SOUTH CAROLINA: WW2 Veteran’s Remains Identified By Federal Agency After 79 Years
COLUMBIA — Nearly 80 years after he went missing in action, the remains of a Columbia native airman who served during World War II have been identified.
Army Air Forces Tech. Sgt. Ralph Richardson was 21 in August 1943, when his plane was shot down during a bombing mission over oil fields in Romania, according to the federal Defense POW/MIA Accounting Agency.
Through DNA, Richardson’s remains were identified in September, after which the DPAA notified his next of kin. So far no members of his family have issued any public statements. The agency encourages family members and those who knew Richardson to contact the Army Casualty Office for funeral information.
Richardson’s unidentified remains were buried along with 80 other “unknowns” in a U.S. cemetery in Belgium after the war, where they rested until 2017 when the DPAA exhumed all the unknown remains and moved them to Nebraska’s Offutt Air Force Base for examination.

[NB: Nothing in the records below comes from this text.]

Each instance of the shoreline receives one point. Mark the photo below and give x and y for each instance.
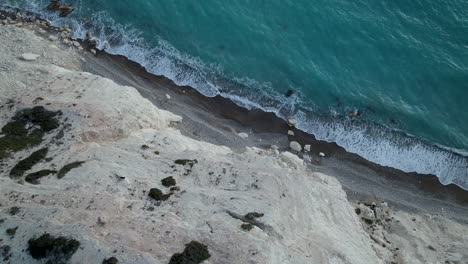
(262, 123)
(121, 138)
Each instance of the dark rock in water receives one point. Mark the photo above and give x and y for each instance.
(194, 253)
(11, 232)
(33, 178)
(168, 182)
(27, 163)
(57, 250)
(65, 10)
(5, 251)
(111, 260)
(158, 195)
(54, 5)
(27, 129)
(67, 168)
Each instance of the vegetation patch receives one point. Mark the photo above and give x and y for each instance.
(186, 162)
(57, 250)
(67, 168)
(27, 163)
(168, 182)
(111, 260)
(27, 129)
(253, 216)
(158, 195)
(194, 253)
(33, 178)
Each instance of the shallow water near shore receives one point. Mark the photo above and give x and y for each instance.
(404, 65)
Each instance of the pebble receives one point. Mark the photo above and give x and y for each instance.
(295, 146)
(29, 56)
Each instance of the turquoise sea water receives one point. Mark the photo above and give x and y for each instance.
(403, 64)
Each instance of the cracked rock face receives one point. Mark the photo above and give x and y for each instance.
(106, 125)
(296, 215)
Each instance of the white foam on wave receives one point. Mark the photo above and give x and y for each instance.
(373, 142)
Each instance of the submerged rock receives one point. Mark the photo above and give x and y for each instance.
(27, 163)
(194, 253)
(27, 129)
(158, 195)
(243, 135)
(67, 168)
(295, 146)
(111, 260)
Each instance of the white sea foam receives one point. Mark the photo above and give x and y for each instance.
(373, 142)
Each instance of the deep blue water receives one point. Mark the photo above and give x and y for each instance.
(403, 64)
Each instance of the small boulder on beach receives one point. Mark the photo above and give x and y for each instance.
(243, 135)
(291, 122)
(295, 146)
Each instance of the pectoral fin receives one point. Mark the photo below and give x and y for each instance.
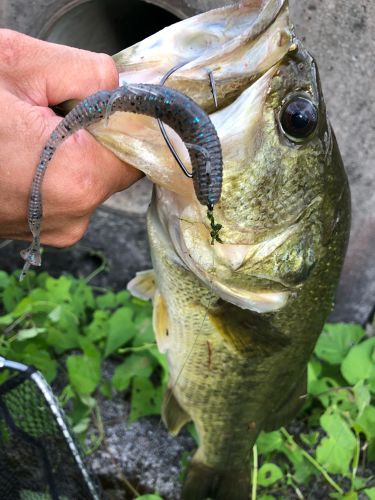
(173, 415)
(160, 322)
(143, 285)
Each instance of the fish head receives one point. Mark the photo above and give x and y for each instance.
(236, 44)
(277, 149)
(278, 202)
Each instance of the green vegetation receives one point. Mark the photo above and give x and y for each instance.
(67, 330)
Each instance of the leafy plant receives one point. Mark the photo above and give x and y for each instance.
(339, 419)
(66, 331)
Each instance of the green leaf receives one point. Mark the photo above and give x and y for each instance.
(4, 279)
(82, 426)
(359, 363)
(362, 396)
(6, 320)
(336, 451)
(146, 399)
(365, 423)
(322, 389)
(12, 295)
(121, 330)
(55, 314)
(336, 340)
(269, 474)
(98, 328)
(62, 341)
(59, 289)
(310, 439)
(370, 492)
(134, 365)
(32, 355)
(303, 470)
(269, 441)
(29, 333)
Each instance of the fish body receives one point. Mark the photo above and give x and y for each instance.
(238, 321)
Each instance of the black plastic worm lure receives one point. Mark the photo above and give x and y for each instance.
(178, 111)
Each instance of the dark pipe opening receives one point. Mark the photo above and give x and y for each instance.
(106, 25)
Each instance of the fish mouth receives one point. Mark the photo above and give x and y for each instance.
(236, 44)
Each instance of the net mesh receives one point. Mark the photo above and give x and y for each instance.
(38, 458)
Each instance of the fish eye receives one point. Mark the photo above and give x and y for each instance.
(298, 118)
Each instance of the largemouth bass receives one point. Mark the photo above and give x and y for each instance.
(238, 320)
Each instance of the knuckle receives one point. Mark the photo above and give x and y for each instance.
(11, 49)
(107, 72)
(69, 237)
(83, 192)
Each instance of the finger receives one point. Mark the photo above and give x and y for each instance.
(48, 73)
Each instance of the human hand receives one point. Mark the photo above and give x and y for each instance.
(33, 76)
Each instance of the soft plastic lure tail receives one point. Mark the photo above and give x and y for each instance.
(177, 110)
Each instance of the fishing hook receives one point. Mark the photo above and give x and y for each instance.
(161, 124)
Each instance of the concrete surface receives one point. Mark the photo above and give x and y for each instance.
(341, 36)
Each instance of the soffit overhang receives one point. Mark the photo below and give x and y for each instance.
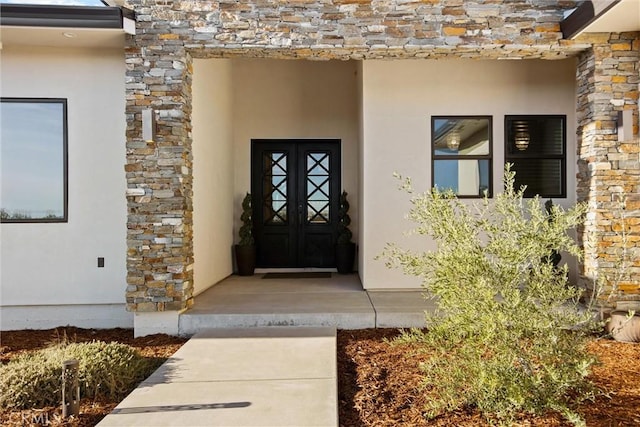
(602, 16)
(64, 26)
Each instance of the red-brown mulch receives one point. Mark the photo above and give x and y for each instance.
(379, 384)
(13, 343)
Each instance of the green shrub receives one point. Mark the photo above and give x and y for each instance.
(110, 370)
(509, 336)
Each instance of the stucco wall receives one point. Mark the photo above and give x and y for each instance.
(56, 264)
(295, 99)
(213, 197)
(399, 99)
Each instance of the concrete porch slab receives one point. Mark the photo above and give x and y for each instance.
(244, 302)
(400, 309)
(338, 301)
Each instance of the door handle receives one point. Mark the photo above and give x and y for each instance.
(300, 216)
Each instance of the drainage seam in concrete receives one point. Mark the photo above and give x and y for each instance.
(375, 313)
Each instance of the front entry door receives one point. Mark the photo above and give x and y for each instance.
(296, 190)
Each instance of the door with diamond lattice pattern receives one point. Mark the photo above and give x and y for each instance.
(296, 188)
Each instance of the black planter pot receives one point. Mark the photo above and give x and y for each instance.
(345, 256)
(246, 259)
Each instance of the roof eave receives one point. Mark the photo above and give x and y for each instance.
(56, 16)
(585, 14)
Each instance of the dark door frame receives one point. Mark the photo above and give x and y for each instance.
(299, 236)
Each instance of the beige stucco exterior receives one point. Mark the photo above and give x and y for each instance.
(49, 274)
(399, 98)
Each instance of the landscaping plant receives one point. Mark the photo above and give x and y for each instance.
(509, 334)
(110, 370)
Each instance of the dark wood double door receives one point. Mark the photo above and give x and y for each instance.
(296, 190)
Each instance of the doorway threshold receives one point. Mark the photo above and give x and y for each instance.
(296, 270)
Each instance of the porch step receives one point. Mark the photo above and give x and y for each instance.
(240, 377)
(339, 301)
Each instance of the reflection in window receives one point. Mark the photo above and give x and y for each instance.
(536, 146)
(275, 181)
(33, 157)
(317, 192)
(461, 148)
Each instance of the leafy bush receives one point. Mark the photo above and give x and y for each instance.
(110, 370)
(509, 334)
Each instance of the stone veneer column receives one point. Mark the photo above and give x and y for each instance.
(608, 75)
(159, 172)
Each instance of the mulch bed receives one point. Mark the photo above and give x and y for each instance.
(379, 384)
(92, 411)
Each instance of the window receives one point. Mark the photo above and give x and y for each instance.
(461, 153)
(33, 160)
(536, 146)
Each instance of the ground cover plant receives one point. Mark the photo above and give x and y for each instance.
(509, 335)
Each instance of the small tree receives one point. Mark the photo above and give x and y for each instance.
(508, 335)
(344, 220)
(246, 229)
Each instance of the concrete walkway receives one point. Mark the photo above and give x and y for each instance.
(272, 376)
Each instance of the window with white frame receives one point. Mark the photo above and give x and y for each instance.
(33, 160)
(536, 147)
(461, 150)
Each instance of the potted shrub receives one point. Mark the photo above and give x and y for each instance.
(345, 248)
(246, 249)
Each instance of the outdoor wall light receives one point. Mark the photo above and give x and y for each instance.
(624, 125)
(148, 125)
(453, 141)
(522, 140)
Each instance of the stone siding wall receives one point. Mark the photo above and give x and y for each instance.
(609, 170)
(170, 33)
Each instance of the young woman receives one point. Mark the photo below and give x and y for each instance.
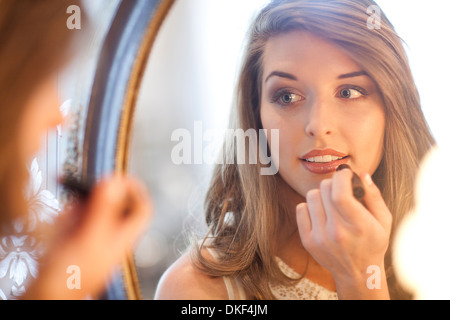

Richardson’s remains were identified using mitochondrial and Y chromosome DNA, circumstantial evidence and anthropological analysis with help from the Armed Forces Medical Examiner System, the DPAA said in a statement. This means that DNA found in the remains were traced back through Richardson’s parents’ respective ancestral lines, similar to the more commonly taken ancestry DNA tests.
This kind of DNA testing is used to analyze samples such as old bones, teeth and hair, according to the National Library of Medicine, for forensic purposes typically, but also to identify missing persons.
“More than 81,500 Americans remain missing from WWII, the Korean War, the Vietnam War, the Cold War and the Gulf Wars,” a spokesman for the DPAA said Jan. 3. “Our research and operational missions include coordination with hundreds of countries and municipalities around the world.”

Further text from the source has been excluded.